Par ailleurs, la reprise de la natalité a accru la demande des ménages, qui se porte fréquemment sur les assistantes maternelles, solution de compromis entre la crèche - trop rare - et l'employée à domicile - trop coûteuse.

Les assistantes maternelles ne peuvent toujours répondre à la demande des parents, en raison de la rigidité actuelle de leur agrément qui ne les autorise à garder qu'un maximum de trois enfants, quelle que soit la durée de l'accueil de chacun d'eux. Cette situation est également pénalisante pour les assistantes maternelles elles-mêmes, qui voient leur revenu diminuer lorsque la garde d'un enfant passe d'un temps complet à un temps partiel et qu'elles n'ont pas la possibilité d'en accueillir plus de trois. Les demandes d'accueil partiel sont alors souvent refusées aux parents, car il est plus simple et plus rémunérateur d'accueillir des enfants pour des temps pleins et à un rythme régulier.

C'est pour répondre à une situation, qui ne satisfait ni les familles ni les professionnelles, que le projet de loi relatif à l'accueil et à la protection de l'enfance, en cours d'adoption, a prévu d'assouplir l'agrément des assistantes maternelles. Il propose que la limite de trois enfants porte sur le nombre de mineurs accueillis simultanément par l'assistante maternelle et non globalement. Par exemple, elle pourra garder en alternance six enfants à mi-temps au lieu de trois actuellement.

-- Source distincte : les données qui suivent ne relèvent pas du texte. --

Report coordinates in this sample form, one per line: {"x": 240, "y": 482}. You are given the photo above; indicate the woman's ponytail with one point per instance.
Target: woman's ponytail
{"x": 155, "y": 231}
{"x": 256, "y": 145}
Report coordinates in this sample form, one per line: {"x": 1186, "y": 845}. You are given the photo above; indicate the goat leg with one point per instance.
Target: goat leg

• Revaloriser la profession

Le nombre d'assistantes maternelles augmente de 9 % par an depuis dix ans, mais leur statut, mis en place en 1977 et modifié à la marge en 1992, n'a pas évolué. Il est aujourd'hui totalement inadapté, notamment au regard des importantes responsabilités qui pèsent sur elles.

Ce statut mérite donc d'être revalorisé, pour améliorer à la fois la qualité de l'accueil des enfants et celle des conditions de travail des assistantes maternelles. Une véritable formation initiale pourrait être créée dans ce domaine permettant un déroulement de carrière dans d'autres métiers de la petite enfance.

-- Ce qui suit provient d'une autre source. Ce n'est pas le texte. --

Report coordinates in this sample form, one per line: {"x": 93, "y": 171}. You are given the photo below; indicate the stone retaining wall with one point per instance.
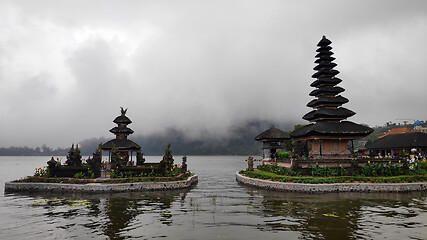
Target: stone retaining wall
{"x": 102, "y": 187}
{"x": 331, "y": 187}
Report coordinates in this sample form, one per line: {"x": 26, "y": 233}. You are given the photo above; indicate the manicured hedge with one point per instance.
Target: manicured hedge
{"x": 338, "y": 179}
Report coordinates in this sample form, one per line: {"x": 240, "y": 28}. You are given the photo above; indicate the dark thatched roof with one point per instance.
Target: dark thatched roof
{"x": 404, "y": 140}
{"x": 122, "y": 119}
{"x": 121, "y": 130}
{"x": 324, "y": 42}
{"x": 325, "y": 72}
{"x": 341, "y": 129}
{"x": 324, "y": 48}
{"x": 328, "y": 65}
{"x": 340, "y": 112}
{"x": 272, "y": 134}
{"x": 327, "y": 90}
{"x": 324, "y": 59}
{"x": 325, "y": 81}
{"x": 121, "y": 144}
{"x": 337, "y": 100}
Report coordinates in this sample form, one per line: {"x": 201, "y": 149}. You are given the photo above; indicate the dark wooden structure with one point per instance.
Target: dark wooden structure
{"x": 271, "y": 139}
{"x": 328, "y": 135}
{"x": 124, "y": 146}
{"x": 399, "y": 144}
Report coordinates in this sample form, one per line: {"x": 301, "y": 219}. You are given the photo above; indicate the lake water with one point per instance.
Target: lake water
{"x": 217, "y": 208}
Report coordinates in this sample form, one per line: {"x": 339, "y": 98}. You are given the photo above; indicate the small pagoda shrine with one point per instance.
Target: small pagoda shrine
{"x": 328, "y": 135}
{"x": 271, "y": 139}
{"x": 123, "y": 145}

Il apparaît en outre souhaitable d'augmenter leur rémunération, le salaire net moyen des 368.000 assistantes maternelles s'élevant seulement, en 2002, à 542 euros, avec de fortes disparités entre les régions.

Enfin, il serait utile de distinguer plus clairement les deux professions différentes que sont les assistantes maternelles permanentes (les familles d'accueil de l'aide sociale à l'enfance) et non permanentes (les « nourrices »).

Tous ces éléments ont été pris en compte par le Gouvernement, qui annonce une réforme législative courant 2004 permettant la mise en place d'un statut attractif pour les assistantes maternelles non permanentes : revalorisations salariales, alignement du statut sur le droit commun du travail (contrat de travail écrit, prise des congés, procédure de licenciement, durée du travail, mandats syndicaux, etc.), création de perspectives de carrière, notamment par le renforcement de leur formation (initiale et continue). A cet effet, une partie des cotisations employeurs seront financées par la branche famille et alimenteront respectivement un fonds le paritarisme (0,12 % des cotisations), des actions de formation professionnelle continue (0,15 %) et un dispositif de prévoyance santé.

En rendant le métier d'assistante maternelle plus attractif, ce nouveau statut permettra ainsi la création de plusieurs centaines de milliers d'emplois. On estime en effet à près de 500.000 postes, d'ici à 2010, le vivier d'emplois dans ce secteur.

Le coût prévu de cette réforme est estimé à 50 millions d'euros sur deux ans (2004 et 2005), dont 10 millions d'euros inscrits dans le projet de loi de financement de la sécurité sociale pour 2004 au titre du fonds pour le paritarisme et de la formation professionnelle continue. La dépense effective sera d'ailleurs inférieure puisque la réforme n'interviendra qu'en cours d'année. En 2005, sera organisée la prise en charge d'une partie des cotisations sociales employeurs affectées à la prévoyance, avec la création d'une complémentaire santé et accidents du travail.